Diese Frage muss man sich angesichts der Novellie­rung des Tierschutzgesetzes stellen, in dem der Schenkel­brand bei Pferden und das – betäubungslo­se kastrieren – von Ferkeln wegen der damit verbun­denen Schmerzen verboten werden sollen.
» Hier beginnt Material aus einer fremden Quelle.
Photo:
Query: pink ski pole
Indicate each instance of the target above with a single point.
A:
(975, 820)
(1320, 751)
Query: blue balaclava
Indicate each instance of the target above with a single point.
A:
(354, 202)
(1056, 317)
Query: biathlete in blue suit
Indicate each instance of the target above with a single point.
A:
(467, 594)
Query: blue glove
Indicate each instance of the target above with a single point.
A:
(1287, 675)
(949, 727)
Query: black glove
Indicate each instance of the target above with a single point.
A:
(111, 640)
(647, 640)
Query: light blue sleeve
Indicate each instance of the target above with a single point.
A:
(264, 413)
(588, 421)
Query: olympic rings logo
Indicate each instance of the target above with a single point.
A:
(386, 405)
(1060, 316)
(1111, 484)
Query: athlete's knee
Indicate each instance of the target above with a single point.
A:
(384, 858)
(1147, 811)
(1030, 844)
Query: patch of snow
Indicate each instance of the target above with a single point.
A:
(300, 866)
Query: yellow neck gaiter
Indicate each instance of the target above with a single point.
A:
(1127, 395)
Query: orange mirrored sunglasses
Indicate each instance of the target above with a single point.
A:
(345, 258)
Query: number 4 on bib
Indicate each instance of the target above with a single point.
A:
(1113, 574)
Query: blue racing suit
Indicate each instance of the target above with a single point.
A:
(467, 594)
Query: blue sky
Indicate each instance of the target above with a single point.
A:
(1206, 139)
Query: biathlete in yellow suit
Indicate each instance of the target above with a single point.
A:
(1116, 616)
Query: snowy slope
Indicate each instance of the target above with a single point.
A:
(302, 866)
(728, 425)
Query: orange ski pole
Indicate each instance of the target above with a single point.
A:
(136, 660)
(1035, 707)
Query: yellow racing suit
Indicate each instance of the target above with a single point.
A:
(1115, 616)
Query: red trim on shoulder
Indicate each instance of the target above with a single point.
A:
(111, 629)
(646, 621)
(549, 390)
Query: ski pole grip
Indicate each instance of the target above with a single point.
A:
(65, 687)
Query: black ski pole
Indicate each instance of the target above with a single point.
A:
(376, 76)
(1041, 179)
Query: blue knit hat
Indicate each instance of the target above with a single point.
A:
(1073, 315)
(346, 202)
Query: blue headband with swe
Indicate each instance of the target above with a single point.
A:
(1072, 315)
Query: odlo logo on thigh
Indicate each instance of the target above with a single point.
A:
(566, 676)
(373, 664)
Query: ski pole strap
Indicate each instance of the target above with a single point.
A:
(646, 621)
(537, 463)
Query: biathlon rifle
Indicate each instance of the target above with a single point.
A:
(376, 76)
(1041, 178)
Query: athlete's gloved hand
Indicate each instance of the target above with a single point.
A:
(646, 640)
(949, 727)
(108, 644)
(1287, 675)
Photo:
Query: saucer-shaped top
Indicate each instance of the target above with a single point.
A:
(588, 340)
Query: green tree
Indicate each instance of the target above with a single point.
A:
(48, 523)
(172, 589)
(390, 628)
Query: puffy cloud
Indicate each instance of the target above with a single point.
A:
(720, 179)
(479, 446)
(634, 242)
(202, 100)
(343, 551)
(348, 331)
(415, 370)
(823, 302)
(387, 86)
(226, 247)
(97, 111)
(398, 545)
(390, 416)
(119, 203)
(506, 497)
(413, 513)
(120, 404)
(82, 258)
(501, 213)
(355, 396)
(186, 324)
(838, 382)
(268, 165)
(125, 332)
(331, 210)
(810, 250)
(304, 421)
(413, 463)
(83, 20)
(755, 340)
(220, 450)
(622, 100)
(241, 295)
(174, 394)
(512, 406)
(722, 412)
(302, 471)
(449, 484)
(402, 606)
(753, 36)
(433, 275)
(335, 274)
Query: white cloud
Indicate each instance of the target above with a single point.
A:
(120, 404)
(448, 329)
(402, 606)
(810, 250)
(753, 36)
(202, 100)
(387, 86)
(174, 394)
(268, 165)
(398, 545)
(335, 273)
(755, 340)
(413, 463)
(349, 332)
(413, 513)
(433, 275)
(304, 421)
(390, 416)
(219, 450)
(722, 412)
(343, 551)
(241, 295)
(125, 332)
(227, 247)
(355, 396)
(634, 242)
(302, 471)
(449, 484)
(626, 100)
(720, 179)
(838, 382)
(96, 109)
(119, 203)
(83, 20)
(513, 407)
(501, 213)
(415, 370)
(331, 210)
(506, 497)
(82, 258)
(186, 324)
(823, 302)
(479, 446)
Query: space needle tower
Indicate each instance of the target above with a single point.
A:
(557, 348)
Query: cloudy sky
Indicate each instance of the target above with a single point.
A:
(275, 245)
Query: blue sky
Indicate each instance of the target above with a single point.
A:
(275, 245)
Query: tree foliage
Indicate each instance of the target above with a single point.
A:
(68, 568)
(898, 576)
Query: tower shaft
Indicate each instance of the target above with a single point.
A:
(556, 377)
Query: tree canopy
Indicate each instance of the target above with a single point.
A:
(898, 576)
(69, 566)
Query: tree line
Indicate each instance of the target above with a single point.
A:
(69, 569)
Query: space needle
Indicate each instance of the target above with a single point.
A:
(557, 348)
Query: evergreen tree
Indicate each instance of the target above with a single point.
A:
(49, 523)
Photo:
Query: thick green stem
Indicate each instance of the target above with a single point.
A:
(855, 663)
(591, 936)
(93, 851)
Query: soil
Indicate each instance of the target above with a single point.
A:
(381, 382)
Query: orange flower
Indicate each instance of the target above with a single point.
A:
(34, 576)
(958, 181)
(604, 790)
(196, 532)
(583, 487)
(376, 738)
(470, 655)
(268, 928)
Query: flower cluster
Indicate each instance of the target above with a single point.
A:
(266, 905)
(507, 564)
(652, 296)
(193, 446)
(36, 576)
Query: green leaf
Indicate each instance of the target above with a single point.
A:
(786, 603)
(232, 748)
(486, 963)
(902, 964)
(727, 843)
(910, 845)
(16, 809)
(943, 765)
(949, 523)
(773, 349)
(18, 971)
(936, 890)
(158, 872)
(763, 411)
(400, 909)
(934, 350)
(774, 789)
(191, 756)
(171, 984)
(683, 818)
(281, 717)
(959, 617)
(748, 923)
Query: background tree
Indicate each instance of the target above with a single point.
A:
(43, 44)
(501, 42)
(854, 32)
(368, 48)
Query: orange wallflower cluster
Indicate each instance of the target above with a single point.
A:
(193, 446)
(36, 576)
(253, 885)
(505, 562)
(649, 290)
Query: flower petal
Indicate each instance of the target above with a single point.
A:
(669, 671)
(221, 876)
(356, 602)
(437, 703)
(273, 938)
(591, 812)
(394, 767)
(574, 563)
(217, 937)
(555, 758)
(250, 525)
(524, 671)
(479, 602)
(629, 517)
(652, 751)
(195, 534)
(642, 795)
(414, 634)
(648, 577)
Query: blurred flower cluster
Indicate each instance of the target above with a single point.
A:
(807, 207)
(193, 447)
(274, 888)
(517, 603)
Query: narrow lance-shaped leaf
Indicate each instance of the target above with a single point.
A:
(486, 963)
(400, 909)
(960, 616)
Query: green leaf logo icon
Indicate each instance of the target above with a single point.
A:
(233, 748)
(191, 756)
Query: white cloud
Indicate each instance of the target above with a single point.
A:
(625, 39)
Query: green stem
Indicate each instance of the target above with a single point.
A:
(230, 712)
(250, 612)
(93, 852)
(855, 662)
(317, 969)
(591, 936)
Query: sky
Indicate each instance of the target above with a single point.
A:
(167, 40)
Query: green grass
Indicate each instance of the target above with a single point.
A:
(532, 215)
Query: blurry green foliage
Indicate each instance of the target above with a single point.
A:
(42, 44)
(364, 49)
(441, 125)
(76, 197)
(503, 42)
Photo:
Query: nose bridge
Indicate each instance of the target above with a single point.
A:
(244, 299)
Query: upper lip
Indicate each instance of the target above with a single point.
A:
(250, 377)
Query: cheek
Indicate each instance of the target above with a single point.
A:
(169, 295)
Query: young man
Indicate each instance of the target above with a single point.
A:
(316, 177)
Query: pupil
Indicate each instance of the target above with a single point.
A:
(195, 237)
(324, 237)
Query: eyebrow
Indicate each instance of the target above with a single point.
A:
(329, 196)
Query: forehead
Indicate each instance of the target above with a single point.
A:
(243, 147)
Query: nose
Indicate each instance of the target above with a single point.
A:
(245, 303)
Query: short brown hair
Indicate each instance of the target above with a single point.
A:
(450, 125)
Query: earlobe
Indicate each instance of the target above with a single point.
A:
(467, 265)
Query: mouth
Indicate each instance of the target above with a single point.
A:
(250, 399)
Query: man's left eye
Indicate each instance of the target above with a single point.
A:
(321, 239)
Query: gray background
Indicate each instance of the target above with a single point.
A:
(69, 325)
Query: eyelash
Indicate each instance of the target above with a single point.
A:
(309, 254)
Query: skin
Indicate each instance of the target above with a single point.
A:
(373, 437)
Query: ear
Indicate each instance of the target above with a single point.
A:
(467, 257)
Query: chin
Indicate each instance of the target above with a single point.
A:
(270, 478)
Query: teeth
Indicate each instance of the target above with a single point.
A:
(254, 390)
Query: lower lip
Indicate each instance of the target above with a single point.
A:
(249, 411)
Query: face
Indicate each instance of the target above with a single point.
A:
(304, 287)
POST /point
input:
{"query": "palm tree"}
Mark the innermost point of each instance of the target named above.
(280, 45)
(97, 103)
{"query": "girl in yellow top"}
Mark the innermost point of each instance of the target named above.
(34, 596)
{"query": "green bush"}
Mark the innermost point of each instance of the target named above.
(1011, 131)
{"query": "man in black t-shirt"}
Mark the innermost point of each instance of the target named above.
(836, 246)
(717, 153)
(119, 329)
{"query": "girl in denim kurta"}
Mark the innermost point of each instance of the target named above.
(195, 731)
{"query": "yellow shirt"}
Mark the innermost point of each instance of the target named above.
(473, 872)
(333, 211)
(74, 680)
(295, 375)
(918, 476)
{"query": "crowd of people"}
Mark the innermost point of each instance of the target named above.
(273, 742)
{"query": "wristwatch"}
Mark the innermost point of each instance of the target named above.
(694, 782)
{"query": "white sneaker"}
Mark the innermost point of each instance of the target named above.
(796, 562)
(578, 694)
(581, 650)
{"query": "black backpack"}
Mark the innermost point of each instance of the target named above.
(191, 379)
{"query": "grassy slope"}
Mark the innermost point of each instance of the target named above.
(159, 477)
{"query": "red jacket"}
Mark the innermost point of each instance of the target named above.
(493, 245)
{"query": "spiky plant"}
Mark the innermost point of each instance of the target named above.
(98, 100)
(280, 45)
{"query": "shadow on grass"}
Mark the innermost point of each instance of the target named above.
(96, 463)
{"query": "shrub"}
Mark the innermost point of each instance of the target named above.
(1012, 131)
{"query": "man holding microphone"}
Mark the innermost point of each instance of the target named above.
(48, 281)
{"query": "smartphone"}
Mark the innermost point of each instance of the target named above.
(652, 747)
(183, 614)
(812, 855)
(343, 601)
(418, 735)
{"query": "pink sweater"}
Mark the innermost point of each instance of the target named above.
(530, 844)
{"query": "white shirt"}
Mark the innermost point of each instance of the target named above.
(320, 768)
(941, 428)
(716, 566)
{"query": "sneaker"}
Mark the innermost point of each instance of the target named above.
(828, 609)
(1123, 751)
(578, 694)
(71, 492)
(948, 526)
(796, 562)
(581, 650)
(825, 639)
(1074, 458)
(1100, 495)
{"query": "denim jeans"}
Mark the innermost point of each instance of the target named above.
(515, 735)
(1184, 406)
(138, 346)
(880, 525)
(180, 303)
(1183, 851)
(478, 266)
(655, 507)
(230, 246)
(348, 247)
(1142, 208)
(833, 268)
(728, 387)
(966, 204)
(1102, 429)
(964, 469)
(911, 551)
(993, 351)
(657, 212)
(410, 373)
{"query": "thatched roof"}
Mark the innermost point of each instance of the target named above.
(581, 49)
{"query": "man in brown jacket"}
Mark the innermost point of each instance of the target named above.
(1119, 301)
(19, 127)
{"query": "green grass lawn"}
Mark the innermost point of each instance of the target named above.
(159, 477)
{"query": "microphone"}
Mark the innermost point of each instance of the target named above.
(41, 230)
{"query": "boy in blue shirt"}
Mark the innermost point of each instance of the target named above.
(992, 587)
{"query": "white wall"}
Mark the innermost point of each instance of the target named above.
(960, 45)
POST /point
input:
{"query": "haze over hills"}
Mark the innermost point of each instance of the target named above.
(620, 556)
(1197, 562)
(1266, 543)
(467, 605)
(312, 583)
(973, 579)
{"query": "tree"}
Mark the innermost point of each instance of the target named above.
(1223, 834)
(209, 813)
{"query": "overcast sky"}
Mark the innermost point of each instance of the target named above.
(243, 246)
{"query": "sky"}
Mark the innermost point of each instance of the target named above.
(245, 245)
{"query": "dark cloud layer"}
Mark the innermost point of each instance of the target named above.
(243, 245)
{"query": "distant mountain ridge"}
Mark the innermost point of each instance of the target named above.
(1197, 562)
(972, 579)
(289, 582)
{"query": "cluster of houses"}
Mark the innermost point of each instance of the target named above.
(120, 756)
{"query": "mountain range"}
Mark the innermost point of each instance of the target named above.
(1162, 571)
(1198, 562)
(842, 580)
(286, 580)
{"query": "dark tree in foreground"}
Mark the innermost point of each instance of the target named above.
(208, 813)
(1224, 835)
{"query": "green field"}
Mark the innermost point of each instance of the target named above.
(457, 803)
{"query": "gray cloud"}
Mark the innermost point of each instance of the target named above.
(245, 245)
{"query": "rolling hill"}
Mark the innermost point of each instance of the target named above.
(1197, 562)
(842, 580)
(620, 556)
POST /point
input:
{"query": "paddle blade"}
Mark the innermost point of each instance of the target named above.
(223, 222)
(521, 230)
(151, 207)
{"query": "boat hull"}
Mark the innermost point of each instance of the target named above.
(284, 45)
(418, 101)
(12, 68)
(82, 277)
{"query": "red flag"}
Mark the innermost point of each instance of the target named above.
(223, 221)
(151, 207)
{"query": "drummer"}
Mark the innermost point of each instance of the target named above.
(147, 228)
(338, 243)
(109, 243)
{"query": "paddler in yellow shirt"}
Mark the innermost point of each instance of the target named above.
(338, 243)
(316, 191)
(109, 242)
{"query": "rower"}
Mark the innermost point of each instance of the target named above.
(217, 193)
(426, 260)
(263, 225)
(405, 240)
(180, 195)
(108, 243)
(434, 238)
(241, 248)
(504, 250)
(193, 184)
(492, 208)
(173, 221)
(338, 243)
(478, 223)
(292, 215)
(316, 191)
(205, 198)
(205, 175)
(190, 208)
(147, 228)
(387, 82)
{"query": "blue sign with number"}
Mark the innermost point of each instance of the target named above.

An und für sich ist das ein löb­li­ches Ansinnen, wenn es wegen der Zusage unserer Par­lamentarier, das auch in Zu­kunft die Beschneidung von Jungen  - ohne Betäu­bung – erlaubt sein müsse, nicht so einen bitteren Beigeschmack hätte.

hib-Meldung · 2012_09/2012_386/01
Regierung legt Novellierung des Tierschutzgesetzes vor

Ernährung, Landwirtschaft und Verbraucherschutz/Gesetzentwurf – 11.09.2012
Berlin: (hib/EIS) [..]Daneben sieht das Gesetz ein Verbot für die betäubungslose Ferkelkastration bis zum Jahr 2017 vor und ein Verbot des Schenkelbrandes bei Pferden. hib-Mel­dung

Nun folgt ein Auszug aus dem Gesetzentwurf, Seite 42:

Zu Nummer 5
(Änderung § 5 Absatz 3)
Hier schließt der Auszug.